It's summer, BBQ season, and yet dramatic scenes unfolded yesterday in Canterbury as a tornado, lightning and hail struck. Unusual for this time of year? Not really, forecaster Tony Trewinnard says.
The storm ripped through the region yesterday, starting fires, overturning silage wagons, flooding some areas and cutting power to 5000 properties in Rolleston and Leeston.
Mr Trewinnard from the Blue Skies Weather and Climate Service in Christchurch said tornadoes and thunderstorms are more common when there are patterns of south westerly air flow.
December is the wettest time of the year for Canterbury and the conditions were right for a thunderstorm, he said.
"Although these storms don't occur every year - and I don't think they're necessarily becoming more frequent - they are more frequent when you get a strong El Niño event, and that's what we're seeing at the moment."
People may be gaining the impression big storms are more frequent, because of online communications including social media, said Mr Trewinnard.
"It's easier for people to look at a video on the internet and say 'wow there certainly was a funnel cloud in south Canterbury this afternoon - look at it go'.
"Whereas perhaps 10,15, 20 years ago you were reliant on someone having observed it and reporting it later on, which didn't always happen of course."

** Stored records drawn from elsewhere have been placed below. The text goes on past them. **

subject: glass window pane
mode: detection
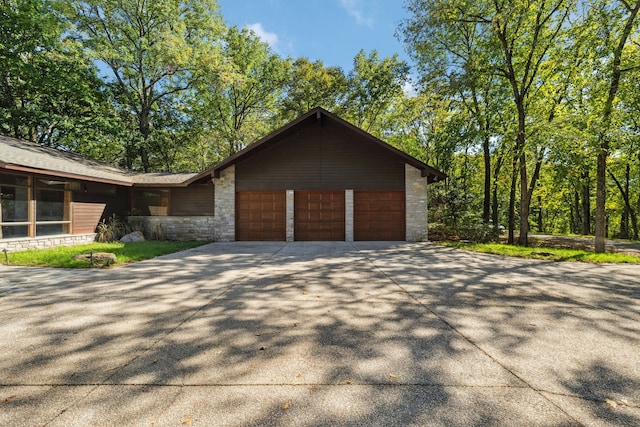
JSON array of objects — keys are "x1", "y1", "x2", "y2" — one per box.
[
  {"x1": 0, "y1": 186, "x2": 29, "y2": 222},
  {"x1": 36, "y1": 189, "x2": 64, "y2": 221},
  {"x1": 0, "y1": 225, "x2": 29, "y2": 239},
  {"x1": 0, "y1": 174, "x2": 29, "y2": 187},
  {"x1": 36, "y1": 224, "x2": 69, "y2": 236}
]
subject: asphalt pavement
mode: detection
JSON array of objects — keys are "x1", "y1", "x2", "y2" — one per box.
[{"x1": 0, "y1": 242, "x2": 640, "y2": 426}]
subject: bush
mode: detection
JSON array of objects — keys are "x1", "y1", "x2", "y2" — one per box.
[
  {"x1": 429, "y1": 223, "x2": 500, "y2": 242},
  {"x1": 96, "y1": 214, "x2": 127, "y2": 243}
]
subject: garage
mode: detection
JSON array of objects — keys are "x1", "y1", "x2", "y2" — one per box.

MetService forecasters knew that the conditions were going to be right for a storm in the weekend, but it was really hard to pinpoint where this type of storm would hit until it had formed, he said.
Tornado whirls through farmland
Casey Sparrow manages a dairy farm in Carew, south Canterbury, and was loading up the silage wagon yesterday when his afternoon took an unexpected turn.
"I had the bale set on the ground next to the wagon and I was just out cutting the strings off them and I heard a bang and saw [the tornado] coming toward me at the end of the silage pit - about 50 metres away.
"So I saw it and just ran as quick as I could into the shed next to me and by the time I got in there and turned around it was right outside the shed, probably about 30 metres away."
For a moment, he thought it might've been the last time he ever loaded the silage truck.
"I saw the skies go black and thought 'oh yea that will be a thunder storm', I didn't expect that.
"I was crouched over sort of covering and I thought 'geez if this goes over the shed I'm going to be done for."
Mayfield farmer Phillippa Fleming also saw the tornado and compared it to a big Nike tick and said it lasted about five minutes.
"There was a lot of thunder and lightning and we looked over and there was like a Nike kind of symbol in the sky and it just came down and touched the ground over to the south.
"There was quite a lot of dust and debris around the bottom of it, it looked quite cloudy and very scary," she said.